In this post, we’re going use Haskell to solve the Bank OCR Kata.
If you’d like to follow along with the code you can clone the following repository:
git clone https://github.com/mbeidler/kata-bank-ocr
To complete this kata, we must:
In Haskell, the dogma is that if it compiles, it works.
One of the ways we labor to achieve this is to:
Make illegal states unrepresentable. -Yaron Minsky
So, to start, we can see that this Kata gives us a clear specification of some of the types we will be working with.
We will follow the common practice of creating a Types
module so that we can hide the internal implementations and export only smart constructors.
To represent digits we will use a simple newtype
wrapper around Int
. This gives us strong type safety with no runtime overhead. We will simply display it as we would an Int
.
newtype Digit = Digit { unDigit :: Int } deriving (Enum, Eq, Ord)
instance Show Digit where
show = show . unDigit
Note: we do not export unDigit
.
The only way to create values of Digit
is to use the smart constructors we provide:
zero, one, two, three, four, five, six, seven, eight, nine :: Digit
zero = Digit 0
one = Digit 1
two = Digit 2
three = Digit 3
four = Digit 4
five = Digit 5
six = Digit 6
seven = Digit 7
eight = Digit 8
nine = Digit 9
We will use a similar technique for Account
.
newtype Account = Account { account :: [Digit] } deriving (Eq)
instance Show Account where
show = concatMap show . account
fromList :: [Digit] -> Maybe Account
fromList ds | length ds == 9 = Just $ Account ds
| otherwise = Nothing
We only export fromList
, so it is impossible to create an Account
that doesn’t have exactly 9 digits.
User Story 2 specifies a simple checksum calculation for account verification (implemented by the isValid
function). We will create a separate type for Verified
accounts and use the validation in our smart constructor.

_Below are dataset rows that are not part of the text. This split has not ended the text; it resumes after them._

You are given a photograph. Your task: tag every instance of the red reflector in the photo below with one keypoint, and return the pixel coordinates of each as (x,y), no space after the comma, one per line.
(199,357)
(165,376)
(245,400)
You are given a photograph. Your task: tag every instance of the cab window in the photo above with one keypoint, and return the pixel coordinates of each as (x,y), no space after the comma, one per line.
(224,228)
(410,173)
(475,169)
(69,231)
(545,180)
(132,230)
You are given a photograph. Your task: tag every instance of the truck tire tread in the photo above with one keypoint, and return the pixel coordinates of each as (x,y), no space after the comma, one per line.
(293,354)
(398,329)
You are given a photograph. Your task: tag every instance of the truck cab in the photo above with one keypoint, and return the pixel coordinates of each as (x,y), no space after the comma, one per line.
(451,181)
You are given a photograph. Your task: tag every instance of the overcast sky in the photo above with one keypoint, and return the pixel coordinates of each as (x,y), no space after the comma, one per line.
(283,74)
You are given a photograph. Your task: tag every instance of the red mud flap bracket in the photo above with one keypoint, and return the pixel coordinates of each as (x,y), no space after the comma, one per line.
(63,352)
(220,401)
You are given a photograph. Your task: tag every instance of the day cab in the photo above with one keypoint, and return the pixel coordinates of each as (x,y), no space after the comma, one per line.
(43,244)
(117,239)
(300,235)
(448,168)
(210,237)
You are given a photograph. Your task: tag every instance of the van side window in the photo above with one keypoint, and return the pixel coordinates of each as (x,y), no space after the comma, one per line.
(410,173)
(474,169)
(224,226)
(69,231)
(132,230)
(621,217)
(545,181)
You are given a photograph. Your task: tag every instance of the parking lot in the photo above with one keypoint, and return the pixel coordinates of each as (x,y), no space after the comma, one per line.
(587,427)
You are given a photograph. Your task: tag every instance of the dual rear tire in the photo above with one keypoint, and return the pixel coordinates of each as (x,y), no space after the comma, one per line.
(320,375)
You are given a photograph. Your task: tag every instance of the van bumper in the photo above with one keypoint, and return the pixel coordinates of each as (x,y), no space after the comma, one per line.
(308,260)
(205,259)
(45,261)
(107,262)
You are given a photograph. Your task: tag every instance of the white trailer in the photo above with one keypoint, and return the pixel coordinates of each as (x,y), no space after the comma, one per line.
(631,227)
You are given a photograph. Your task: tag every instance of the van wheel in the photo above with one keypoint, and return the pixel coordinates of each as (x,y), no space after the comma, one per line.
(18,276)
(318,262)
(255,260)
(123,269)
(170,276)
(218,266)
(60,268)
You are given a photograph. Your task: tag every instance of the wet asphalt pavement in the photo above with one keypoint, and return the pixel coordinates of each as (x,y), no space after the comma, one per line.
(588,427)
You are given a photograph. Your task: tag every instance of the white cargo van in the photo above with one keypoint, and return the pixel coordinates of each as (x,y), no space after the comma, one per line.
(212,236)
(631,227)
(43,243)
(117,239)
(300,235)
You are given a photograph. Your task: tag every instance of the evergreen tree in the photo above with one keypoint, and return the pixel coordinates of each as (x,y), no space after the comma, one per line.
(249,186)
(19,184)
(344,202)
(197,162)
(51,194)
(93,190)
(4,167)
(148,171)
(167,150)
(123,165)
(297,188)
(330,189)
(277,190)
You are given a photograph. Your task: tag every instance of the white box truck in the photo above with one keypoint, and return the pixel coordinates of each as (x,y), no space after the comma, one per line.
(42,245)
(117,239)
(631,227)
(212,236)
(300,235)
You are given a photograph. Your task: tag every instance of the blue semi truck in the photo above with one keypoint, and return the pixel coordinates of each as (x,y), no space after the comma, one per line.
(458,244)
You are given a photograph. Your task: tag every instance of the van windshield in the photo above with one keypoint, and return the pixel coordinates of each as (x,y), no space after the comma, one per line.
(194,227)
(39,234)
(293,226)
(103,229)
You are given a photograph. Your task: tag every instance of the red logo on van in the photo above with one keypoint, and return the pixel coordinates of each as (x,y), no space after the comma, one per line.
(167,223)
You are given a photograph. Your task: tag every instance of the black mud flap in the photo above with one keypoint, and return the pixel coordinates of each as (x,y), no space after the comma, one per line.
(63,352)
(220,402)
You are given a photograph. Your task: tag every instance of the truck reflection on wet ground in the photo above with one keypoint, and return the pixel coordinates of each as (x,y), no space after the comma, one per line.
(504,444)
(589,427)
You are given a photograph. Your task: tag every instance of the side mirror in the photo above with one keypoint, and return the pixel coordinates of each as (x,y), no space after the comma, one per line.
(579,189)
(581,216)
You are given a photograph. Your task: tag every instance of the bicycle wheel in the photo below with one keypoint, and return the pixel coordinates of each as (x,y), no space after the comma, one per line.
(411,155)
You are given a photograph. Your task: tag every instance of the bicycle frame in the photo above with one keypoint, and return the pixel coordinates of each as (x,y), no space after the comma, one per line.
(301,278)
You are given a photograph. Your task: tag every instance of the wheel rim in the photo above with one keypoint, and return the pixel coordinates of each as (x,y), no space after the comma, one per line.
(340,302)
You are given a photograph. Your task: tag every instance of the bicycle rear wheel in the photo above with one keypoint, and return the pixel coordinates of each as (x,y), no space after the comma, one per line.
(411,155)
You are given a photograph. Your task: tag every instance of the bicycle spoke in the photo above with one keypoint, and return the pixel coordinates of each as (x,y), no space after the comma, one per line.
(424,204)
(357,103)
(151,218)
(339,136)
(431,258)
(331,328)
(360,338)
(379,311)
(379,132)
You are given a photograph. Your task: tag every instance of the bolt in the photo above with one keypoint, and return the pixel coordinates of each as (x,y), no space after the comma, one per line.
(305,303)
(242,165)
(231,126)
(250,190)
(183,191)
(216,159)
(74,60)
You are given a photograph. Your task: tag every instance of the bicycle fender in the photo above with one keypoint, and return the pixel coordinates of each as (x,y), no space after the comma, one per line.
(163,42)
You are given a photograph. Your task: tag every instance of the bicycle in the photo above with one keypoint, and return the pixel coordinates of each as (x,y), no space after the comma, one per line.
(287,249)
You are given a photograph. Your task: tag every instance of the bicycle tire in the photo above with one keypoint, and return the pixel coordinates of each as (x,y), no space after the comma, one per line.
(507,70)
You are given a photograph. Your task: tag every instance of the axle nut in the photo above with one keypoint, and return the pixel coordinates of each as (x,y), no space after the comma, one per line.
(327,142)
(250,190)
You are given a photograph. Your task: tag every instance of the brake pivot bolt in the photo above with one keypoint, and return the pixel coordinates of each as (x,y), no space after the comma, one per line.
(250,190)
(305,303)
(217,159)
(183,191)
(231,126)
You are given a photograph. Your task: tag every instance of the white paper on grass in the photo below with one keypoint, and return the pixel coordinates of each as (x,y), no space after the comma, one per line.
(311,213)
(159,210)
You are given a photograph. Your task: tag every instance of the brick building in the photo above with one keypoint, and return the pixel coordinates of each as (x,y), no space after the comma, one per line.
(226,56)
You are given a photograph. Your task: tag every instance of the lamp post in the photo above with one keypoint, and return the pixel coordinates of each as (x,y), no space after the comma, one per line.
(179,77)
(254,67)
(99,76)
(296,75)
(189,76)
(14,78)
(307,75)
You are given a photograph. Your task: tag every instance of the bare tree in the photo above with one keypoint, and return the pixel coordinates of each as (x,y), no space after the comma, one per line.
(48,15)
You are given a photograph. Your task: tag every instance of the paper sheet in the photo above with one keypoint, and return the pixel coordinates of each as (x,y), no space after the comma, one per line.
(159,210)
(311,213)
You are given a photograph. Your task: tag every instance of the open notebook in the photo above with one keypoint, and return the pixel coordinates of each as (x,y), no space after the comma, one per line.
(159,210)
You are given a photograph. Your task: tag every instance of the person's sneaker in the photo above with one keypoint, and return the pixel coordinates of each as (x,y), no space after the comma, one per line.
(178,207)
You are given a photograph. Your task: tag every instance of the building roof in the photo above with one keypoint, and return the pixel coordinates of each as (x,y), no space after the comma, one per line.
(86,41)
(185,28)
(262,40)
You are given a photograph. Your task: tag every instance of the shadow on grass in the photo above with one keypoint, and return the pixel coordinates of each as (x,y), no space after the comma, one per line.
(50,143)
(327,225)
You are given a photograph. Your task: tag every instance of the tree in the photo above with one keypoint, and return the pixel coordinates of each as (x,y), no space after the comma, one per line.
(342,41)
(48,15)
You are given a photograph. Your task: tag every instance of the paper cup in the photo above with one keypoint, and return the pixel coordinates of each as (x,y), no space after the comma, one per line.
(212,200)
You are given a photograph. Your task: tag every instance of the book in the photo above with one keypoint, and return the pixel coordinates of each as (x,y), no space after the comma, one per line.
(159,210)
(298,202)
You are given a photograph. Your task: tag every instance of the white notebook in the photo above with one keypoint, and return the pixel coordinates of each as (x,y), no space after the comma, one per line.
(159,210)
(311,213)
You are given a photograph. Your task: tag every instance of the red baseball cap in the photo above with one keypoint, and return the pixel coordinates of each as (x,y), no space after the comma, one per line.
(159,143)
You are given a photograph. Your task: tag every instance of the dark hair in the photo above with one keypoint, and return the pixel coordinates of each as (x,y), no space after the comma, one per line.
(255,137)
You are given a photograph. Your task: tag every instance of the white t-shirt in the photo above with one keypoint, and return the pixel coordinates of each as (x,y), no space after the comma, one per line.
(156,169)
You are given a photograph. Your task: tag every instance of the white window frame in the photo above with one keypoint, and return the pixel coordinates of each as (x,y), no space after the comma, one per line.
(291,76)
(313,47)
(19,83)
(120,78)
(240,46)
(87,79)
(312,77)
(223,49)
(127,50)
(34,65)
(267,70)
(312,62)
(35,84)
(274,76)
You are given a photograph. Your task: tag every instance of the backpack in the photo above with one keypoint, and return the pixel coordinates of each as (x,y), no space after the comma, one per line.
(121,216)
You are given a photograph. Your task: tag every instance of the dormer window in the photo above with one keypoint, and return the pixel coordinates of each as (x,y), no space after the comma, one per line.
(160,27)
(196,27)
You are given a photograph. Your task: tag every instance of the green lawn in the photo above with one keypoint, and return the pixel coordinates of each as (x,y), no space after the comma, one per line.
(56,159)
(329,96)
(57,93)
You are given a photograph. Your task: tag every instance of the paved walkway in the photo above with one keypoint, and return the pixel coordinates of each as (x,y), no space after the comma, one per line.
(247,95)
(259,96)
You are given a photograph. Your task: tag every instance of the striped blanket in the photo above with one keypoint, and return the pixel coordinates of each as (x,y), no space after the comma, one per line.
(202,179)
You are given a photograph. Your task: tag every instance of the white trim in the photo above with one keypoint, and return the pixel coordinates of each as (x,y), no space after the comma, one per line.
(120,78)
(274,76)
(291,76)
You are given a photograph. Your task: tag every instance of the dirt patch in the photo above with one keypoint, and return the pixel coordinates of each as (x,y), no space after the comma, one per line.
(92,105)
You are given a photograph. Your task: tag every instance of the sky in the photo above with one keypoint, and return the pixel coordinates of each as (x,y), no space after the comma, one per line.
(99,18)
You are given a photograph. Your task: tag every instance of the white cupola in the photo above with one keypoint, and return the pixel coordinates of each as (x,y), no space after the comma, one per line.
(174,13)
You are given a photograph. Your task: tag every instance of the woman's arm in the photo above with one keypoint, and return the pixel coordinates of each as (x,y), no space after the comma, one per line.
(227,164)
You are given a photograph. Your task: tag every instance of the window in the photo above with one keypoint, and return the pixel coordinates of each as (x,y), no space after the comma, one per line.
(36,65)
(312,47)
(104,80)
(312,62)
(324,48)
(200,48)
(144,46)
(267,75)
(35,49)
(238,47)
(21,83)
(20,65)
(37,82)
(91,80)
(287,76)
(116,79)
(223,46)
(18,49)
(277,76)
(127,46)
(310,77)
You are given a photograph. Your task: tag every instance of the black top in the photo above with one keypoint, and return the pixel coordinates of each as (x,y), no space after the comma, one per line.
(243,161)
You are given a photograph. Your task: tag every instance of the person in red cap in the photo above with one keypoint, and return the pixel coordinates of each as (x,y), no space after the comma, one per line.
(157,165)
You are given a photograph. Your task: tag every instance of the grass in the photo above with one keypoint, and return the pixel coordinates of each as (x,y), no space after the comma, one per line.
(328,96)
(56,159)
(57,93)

newtype Verified = Verified { verified :: Account } deriving (Eq)
instance Show Verified where
show = show . verified
verify :: Account -> Maybe Verified
verify a | isValid a = Just $ Verified a
| otherwise = Nothing
isValid :: Account -> Bool
isValid (Account ds) =
(sum $ zipWith (*) [9,8..1] (map unDigit ds)) `mod` 11 == 0
Because we used {-# LANGUAGE GeneralizedNewtypeDeriving #-}
to derive an Enum
instance for Digit
, we can use our smart constructors in range notation. We’ll use the Maybe
monad to attempt to create a verified account.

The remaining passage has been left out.